科学が発達し、マインド・ダイブと呼ばれる高度な技術が、子供の遊びにも応用できるようになった時代に、無数に存在するVRMMORPG……その一つである。
中世、あるいはファンタジーと呼ばれる世界観を基幹としたゲームで、この作品の最大の魅力は“自由度”とされている。
オープンワールドとして作成されたゲーム世界に侵入できない場所はなく、プレイヤーの行動にも……犯罪行為などを除けばだが……まったく制限はかからない。その気になれば、農業や鍛冶以外にも、プレイヤーやNPCを相手に商業を確立させることさえできる。何をするのもプレイヤー次第。あらゆる遊びのための場所と道具を提供する世界……それがイノセント・ワールドとも言われている。

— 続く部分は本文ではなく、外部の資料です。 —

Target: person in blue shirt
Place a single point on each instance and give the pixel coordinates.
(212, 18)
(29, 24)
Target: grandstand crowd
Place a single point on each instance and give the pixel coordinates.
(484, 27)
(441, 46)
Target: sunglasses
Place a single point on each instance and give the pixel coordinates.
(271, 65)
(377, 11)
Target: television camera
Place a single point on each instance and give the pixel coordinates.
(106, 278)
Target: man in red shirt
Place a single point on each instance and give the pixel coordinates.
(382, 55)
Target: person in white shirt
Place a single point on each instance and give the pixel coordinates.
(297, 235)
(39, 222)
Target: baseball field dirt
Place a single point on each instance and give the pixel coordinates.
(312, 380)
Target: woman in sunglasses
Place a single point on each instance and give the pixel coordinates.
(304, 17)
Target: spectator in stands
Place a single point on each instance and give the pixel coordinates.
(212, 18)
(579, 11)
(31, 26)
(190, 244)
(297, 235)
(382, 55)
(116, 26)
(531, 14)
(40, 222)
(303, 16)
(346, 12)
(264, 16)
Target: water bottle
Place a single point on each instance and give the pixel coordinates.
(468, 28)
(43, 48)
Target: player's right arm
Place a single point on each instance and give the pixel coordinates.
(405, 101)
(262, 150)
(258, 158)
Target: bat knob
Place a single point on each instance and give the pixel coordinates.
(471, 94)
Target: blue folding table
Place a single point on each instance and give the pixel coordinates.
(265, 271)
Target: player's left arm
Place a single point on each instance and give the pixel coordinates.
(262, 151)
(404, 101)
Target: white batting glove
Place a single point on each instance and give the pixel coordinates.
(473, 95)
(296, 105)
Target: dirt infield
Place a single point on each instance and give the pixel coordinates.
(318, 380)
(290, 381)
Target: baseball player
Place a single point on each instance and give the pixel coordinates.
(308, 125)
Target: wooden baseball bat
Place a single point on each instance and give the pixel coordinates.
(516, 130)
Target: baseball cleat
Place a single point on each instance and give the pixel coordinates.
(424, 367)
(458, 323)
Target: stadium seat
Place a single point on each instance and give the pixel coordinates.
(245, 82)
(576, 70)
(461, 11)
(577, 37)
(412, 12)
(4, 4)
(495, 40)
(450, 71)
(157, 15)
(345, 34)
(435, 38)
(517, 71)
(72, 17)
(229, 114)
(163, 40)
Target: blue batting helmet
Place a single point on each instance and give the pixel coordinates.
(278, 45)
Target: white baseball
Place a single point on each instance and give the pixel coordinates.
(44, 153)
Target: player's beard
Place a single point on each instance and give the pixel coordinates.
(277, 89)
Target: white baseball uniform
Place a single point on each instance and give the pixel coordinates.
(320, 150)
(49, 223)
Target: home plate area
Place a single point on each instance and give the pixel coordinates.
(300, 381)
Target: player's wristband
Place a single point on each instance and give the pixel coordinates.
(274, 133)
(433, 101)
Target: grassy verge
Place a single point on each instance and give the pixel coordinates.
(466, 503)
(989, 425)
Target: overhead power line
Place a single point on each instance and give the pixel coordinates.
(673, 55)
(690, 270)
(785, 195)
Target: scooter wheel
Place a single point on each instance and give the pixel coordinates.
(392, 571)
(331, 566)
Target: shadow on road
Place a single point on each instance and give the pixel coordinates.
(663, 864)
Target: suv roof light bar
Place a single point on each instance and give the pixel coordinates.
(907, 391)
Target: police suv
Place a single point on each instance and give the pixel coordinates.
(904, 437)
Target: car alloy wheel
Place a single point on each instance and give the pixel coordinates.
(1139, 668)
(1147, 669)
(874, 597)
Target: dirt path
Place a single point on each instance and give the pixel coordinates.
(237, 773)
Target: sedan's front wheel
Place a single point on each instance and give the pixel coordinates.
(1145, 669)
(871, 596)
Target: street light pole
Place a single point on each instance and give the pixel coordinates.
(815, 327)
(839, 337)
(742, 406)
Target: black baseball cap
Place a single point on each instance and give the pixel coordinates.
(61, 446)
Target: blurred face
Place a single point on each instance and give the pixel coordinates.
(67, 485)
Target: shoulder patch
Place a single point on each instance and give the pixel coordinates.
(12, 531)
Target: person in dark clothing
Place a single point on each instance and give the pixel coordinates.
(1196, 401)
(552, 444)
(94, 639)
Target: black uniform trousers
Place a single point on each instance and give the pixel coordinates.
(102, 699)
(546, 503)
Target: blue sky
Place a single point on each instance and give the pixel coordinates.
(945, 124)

十万、二十万もプレイしていれば御の字と呼ばれるVRMMO業界において、DAU(一日相当プレイ人数)が百万を超えていることからも、その人気の高さが窺えるだろう。
五年超、という長さのサービス期間も、世界中の人がこのゲームの存続を望むが故の長さだ。ほぼ無課金、メディア展開などを目指していないゲームのものとしては、驚異的と言える。
……そんな、数多あるVRMMOの中でも頂点に最も近いとされるゲームに、今日、また一人の少女が、初めてのログインを果たした――。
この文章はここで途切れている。